One year, my nephew football player that used to kick the ornaments on the tree, kept teasing the three year old that he would take his Christmas gift. Naturally, this upset the three year old. My mom told my older nephew to stop aggravating the baby or he’d get it. He joked, “Granny what are you gonna’ do – you’re getting old.” My mom has a bad back and an arthritic knee that sometimes requires the use of a cane. The next thing I know, there is an uproar of laughter and my football nephew is yelling “Granny get off.” Mom had hopped off her chair and tackled him sumo style in the hallway. Here’s my 60 something mom in her holiday velour skirt-set looking like Junkyard Dog from the WWE pinning down my nephew. He was pinned down with no exit. Tears were rolling off of everyone from laughter. She made him apologize to my three year old nephew instead of saying uncle. Then she looked at him and said, “Who’s the old lady now?” More laughter ensued. Mom sat back in her chair trying to look like a dignified old lady, except in her impromptu wrestling match, her wig was cock-eyed on her head. There she was sitting all prim and proper with her bob wig hanging half on her head and half on her shoulder. By this time, we’re all on the floor laughing so hard my side ached. For more gems, the snowball fight with my dad is a winner – click link below.

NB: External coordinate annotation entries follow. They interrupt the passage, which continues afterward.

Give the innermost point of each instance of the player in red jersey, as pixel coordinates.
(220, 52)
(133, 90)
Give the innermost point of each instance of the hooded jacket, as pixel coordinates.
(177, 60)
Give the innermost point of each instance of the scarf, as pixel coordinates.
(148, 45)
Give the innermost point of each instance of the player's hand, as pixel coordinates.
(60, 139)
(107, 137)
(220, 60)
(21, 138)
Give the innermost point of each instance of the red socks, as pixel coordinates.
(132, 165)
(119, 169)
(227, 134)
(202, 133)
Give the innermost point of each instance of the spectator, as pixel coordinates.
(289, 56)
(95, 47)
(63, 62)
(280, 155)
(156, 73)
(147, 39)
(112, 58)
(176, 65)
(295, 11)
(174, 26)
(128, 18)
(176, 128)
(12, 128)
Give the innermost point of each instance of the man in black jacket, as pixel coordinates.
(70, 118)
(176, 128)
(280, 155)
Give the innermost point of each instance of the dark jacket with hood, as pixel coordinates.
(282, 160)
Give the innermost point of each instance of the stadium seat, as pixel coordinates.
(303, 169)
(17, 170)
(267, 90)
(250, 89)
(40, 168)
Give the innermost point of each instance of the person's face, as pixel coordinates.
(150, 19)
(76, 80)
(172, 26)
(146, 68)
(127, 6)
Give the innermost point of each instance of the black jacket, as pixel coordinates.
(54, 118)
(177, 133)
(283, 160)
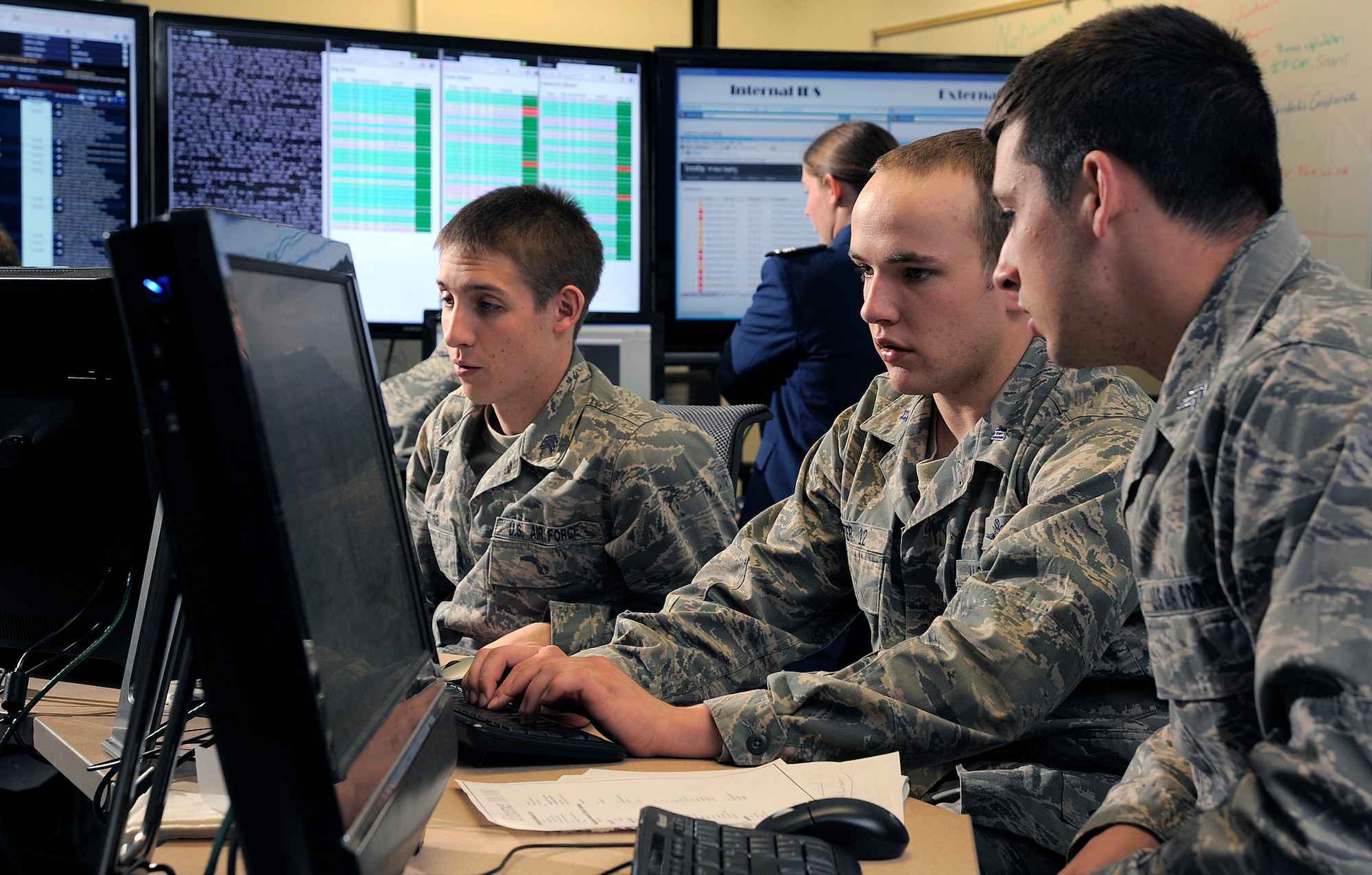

Each year we get a nugget or two like that. A few years ago, my older sister asked if my youngest niece told me about her paper. She put my niece on the phone. In her class, the teacher instructed them to write what they did/liked about the winter holiday. My niece wrote about our Christmas Eve traditions, cookie baking, watching Snoopy, sledding, and eating. I was a proud auntie. Her teacher gave her a good grade and told her she went out and bought A Charlie Brown (Snoopy) Christmas – another convert!
As my babies are turning into teenagers and young adults, I am happy to see them carry on the traditions in my absence. When we’re together, even though they are older, that child like innocence returns. We honor the memories of those that we loved but are no longer with us. Yet we make sure the tradition grows with us instead of crippling us. The old and young generations come together, singing, dancing (funny watching them show my mom the cupid shuffle and wobble dance), and remember that distance can’t break the bond of family. That is why this is my favorite time of year. I go through old holiday cards, watching friends’ family grow, reading holiday update letters of where people are, what happened this year and despite life’s ups and downs, they are grateful for the gift of friendship. I have drawings from my babies when they were little, ornaments they made are always proudly displayed. Ornaments and gifts received from friends make the annual pilgrimage to my end tables, book shelves and dressers. I have blogged it and said it numerous times before, people are your greatest asset. I have been blessed in abundance with loving and supporting friends and family that neither time nor distance can break the bond. This time of the year especially, I am reminded of that and truly grateful. “To be without friends is a serious poverty.”